Indicative of the insanity of the political present, some 2016 presidential candidates have gone so far as to not only call for a “no-fly zone,” but to actually verbalize the logical conclusion of such reckless rhetoric by proudly touting the fact that they would shoot down Russian planes over Syria. Such threats are revealing not only of the politicians willing to make them, but also of the segment of the American electorate soothed by such apocalyptic visions.

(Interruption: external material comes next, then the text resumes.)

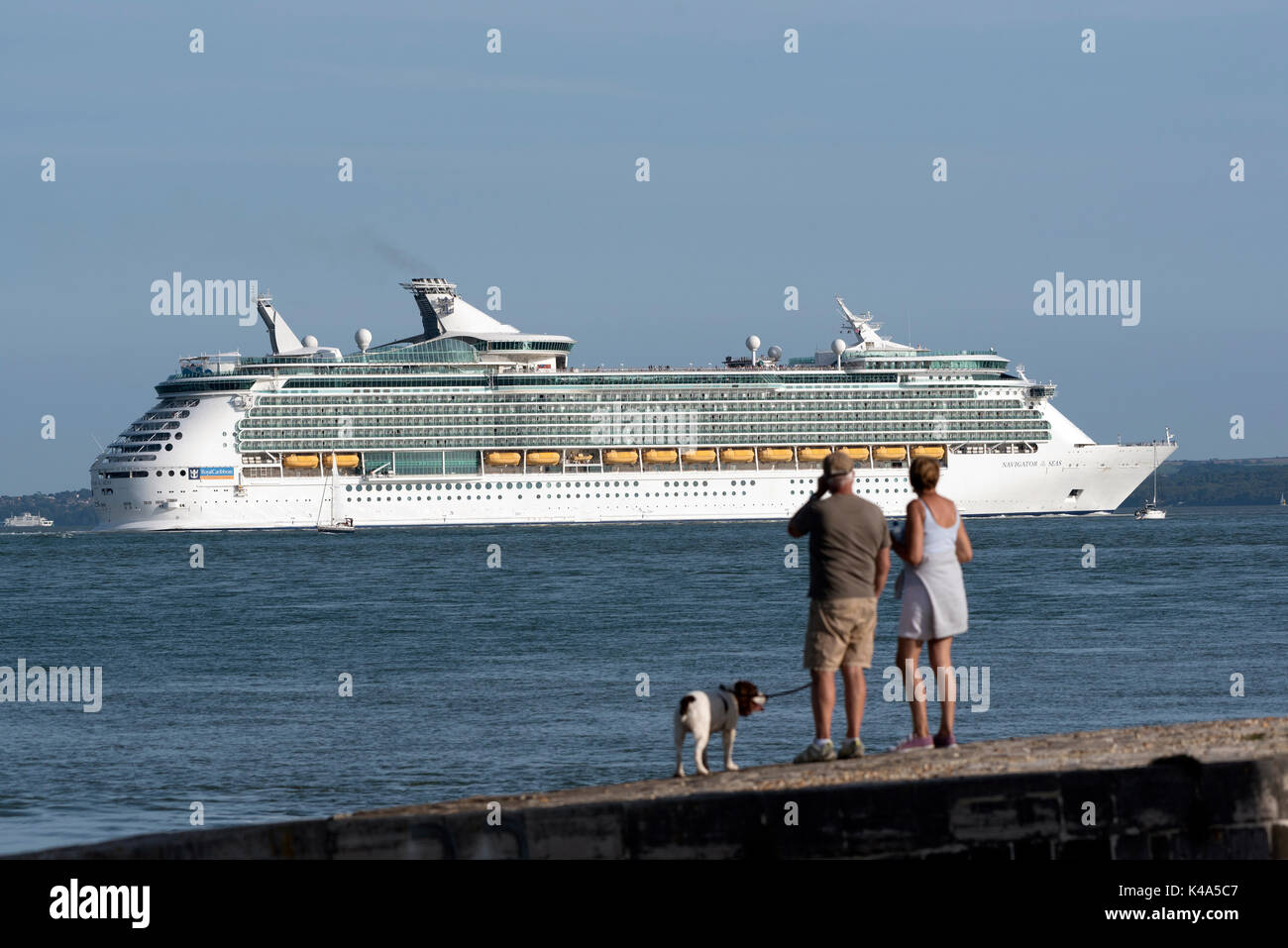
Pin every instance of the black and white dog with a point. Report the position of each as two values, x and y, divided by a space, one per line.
706 712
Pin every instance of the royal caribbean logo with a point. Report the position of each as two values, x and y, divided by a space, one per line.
210 473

Meanwhile, left unfulfilled even by the thoughts of burning Russian warplanes falling from the sky, Washington is once again revving up a renewed sanctions push against Iran. This, despite Tehran’s continued compliance with the nuclear accord struck last year. Think of this latest poke in Tehran’s eye, then, as an early 2016 gift from Washington to its favorite regional clients: the head-choppers in the House of Saud and the apartheidists in Tel Aviv.
Of course, Washington’s gifts are widely spread, with the American arms bazaar exporting nearly $40 billion worth of hardware in 2014–capturing over 50% of the global market. All of which obviously serves only to further fan the flames of the simmering tinderboxes now found dotting the globe from the South China Sea to Ukraine to the Middle East.
American military adventurism, though, cannot be untangled from the economic and social crises ravaging the “homeland.” Opening the spigot of military spending is part of what Ismael Hossein-zadeh writes in The Political Economy of U.S. Militarism to be the “cynical policy of simultaneously raising military spending and cutting taxes on the wealthy in order to force cuts in nonmilitary government spending.” In other words, it’s class war waged from on high against the hapless souls below.
And so as we embark on a year with an already ominously stormy start, the American political class appears once again set on confronting all looming crises with the only thing it is now capable of producing: barbarism.